Browser extensions

Every browser extension has a different purpose and can help us accomplish a different task. Due to their usefulness, we end up installing many add-ons, which provide the functionality we miss or simply improve the existing one. This is all great, but we don't always realize that fixing problems at the browser level can be expensive.

If we press Shift+Esc in the Chrome browser, this opens its task manager, where we can see the memory requirements for each particular process. The list of processes can be long, especially if we have installed lots of extensions. We can see how much memory each one takes. In my case, the average was around 15MB per extension, so with 20 installed extensions I could expect to have around 300MB RAM reserved for extensions alone. Whether we use these extensions or not, the browser is always running them in the background. Additionally, depending on the current utilization, a minimum of around 60MB is required for the GPU process, 60MB for the browser and 22MB on average for the first empty tab. As soon as we load a heavy web page, for example a YouTube video, these 22MB can grow to over 66MB, the GPU process requirements rise to 130MB and the Flash plug-in is started, which takes 60MB more (as opposed to 9-18MB when in stand-by). The Google Now plug-in that we neither installed, nor is asking us, is started periodically to take additional 8MB RAM. These numbers are taken on a 32-bit machine, which means that once we move to 64-bit, the size of any inefficiencies is multiplied by a factor of two. If we compare these numbers with those we can take from Ctrl+Alt+Del, we can see that they are generally much bigger. Starting a single empty tab is more costly than having three open files in Notepad++. It's not hard to see which one has a higher per-megabyte value. (Per-megabyte value is valid for hard disk space as well. A program that takes 7MB, but is able to clean 68MB of junk files is less efficient than another one that takes >1MB and could clean 84MB. This depends not only on the tools, but also on the context in which they run.
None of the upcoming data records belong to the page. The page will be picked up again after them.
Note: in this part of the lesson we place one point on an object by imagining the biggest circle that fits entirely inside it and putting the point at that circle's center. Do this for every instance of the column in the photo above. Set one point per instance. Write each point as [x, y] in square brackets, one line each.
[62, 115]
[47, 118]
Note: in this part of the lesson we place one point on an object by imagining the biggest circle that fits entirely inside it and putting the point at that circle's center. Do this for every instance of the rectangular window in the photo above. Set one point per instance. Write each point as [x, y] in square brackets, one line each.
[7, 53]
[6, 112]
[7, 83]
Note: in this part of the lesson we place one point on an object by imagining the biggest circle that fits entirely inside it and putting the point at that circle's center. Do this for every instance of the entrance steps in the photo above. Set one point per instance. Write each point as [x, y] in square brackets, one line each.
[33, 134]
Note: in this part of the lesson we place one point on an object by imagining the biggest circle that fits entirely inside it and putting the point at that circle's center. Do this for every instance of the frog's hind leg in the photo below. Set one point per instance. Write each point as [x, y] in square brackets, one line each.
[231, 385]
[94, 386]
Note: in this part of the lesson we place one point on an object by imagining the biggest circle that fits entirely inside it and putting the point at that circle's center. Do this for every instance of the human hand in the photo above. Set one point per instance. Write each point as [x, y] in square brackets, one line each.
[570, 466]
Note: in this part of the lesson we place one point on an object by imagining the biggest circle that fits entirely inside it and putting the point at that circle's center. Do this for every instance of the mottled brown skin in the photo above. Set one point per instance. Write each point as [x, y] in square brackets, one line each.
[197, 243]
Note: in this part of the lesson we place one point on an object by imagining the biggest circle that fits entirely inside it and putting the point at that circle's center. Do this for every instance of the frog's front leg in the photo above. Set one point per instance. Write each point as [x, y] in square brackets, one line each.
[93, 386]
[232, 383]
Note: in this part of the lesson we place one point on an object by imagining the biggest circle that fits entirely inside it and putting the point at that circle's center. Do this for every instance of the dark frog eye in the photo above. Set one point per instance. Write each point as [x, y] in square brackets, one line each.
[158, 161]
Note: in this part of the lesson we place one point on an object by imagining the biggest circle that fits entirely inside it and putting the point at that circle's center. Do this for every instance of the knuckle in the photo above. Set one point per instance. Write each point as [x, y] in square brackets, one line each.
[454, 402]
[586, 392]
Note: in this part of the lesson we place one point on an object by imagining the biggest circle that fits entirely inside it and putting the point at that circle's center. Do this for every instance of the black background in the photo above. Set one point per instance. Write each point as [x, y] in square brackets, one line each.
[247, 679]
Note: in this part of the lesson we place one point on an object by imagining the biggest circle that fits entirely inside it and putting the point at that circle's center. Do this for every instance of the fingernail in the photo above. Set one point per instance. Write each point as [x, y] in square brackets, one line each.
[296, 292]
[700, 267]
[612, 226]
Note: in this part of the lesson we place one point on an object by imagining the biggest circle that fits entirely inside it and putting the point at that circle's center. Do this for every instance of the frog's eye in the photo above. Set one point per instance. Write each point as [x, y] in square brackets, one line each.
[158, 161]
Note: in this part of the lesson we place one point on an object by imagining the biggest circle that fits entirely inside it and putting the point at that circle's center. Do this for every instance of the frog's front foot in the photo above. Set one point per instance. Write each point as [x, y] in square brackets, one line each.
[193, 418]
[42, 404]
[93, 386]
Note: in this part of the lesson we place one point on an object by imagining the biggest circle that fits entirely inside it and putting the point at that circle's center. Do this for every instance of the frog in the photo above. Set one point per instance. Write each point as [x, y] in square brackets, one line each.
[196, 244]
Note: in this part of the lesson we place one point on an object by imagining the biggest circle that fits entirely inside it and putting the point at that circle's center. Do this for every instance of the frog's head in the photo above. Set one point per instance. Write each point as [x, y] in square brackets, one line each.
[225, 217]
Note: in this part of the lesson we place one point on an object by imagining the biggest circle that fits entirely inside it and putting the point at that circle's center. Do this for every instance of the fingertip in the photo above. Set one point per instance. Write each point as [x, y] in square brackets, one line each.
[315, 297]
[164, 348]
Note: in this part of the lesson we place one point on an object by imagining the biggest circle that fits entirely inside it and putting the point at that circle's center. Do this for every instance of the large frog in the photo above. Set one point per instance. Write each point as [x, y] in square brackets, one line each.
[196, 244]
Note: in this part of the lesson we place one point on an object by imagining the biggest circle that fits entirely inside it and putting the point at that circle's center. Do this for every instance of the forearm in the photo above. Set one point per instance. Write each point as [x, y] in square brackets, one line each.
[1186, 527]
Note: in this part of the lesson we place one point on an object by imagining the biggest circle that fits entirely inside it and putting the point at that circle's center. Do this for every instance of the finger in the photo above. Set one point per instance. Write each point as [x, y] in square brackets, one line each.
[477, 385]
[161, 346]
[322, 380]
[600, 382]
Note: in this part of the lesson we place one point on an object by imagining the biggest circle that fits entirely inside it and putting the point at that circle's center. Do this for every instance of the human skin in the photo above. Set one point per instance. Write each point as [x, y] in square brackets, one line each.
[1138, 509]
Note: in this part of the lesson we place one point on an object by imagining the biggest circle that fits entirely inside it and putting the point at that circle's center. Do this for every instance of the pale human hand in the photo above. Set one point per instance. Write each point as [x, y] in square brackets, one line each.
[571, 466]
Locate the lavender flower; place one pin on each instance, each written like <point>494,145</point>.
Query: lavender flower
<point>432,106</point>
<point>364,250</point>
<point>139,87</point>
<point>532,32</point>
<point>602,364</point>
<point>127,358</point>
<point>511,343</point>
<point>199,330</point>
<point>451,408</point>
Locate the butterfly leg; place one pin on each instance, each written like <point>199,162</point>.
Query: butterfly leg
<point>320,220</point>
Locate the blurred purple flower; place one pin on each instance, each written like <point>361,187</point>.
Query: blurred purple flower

As a side note, a program has to be able to carry multiples of its own weight.)

Although the browser is trying to minimize memory usage over time, there are many places where memory leaks can happen and the prolonged use of certain extensions or websites can cause the browser to slow down over time until it eventually needs to close and release all resources. We still seem to think that the PC was made for a single program and a single tab, which is severely limiting what people can do with their machines. A machine that has only 512MB RAM, 2/3 of which are taken by the OS, doesn't have much room for a fancy browser. It is taking more resources than it is able to empower the user.

When testing websites, we rarely have only one browser open. Except Chrome, there are also Firefox, Opera, IE, Safari. They also have memory-hungry extensions. Although these extensions may have the same names, they reside multiple times in memory as they use different hosts. This can make a system less responsive. Although, extensions very often promise to make our life easier, they quietly steal machine resources. Running extensions and plug-ins can be costly, because they compete with the open tabs for the same available resources. The more active extensions we have, the less tabs we can open and the worse the browsing experience becomes. The web designer may not always be guilty that a website is slow, when a third-party extension can adversely impact the user-page interactions. In Chrome it is recommended to use an incognito window, which prevents the extensions from starting without uninstalling them. This is much easier than seeking where to enable/disable them before each run. When we need an extension, we can always open a normal window. A more radical approach would be to uninstall most extensions, especially the ones that we use only occasionally, but are constantly taxing the system. Depending on their number, we may notice a certain speedup in the browser response time when dealing with tabs and loading new content. Another option is to close certain non-critical processes when they occupy inadequate levels of memory. But this is hardly repeatable.

The number of tabs we keep open has a growing tendency. This can affect performance and make us believe that we need extra RAM when we already can't utilize effectively the one that we have. Our hardware is only able to soften, but not solve our software problems. For this we'll need better programmers with the right combination of skills. People that refuse to participate in 1000-component systems simply because they work in a company of 1000 people. Otherwise the best we can do is to hope that our website won't be loaded in a "late" tab after we have warned users to disable their extensions.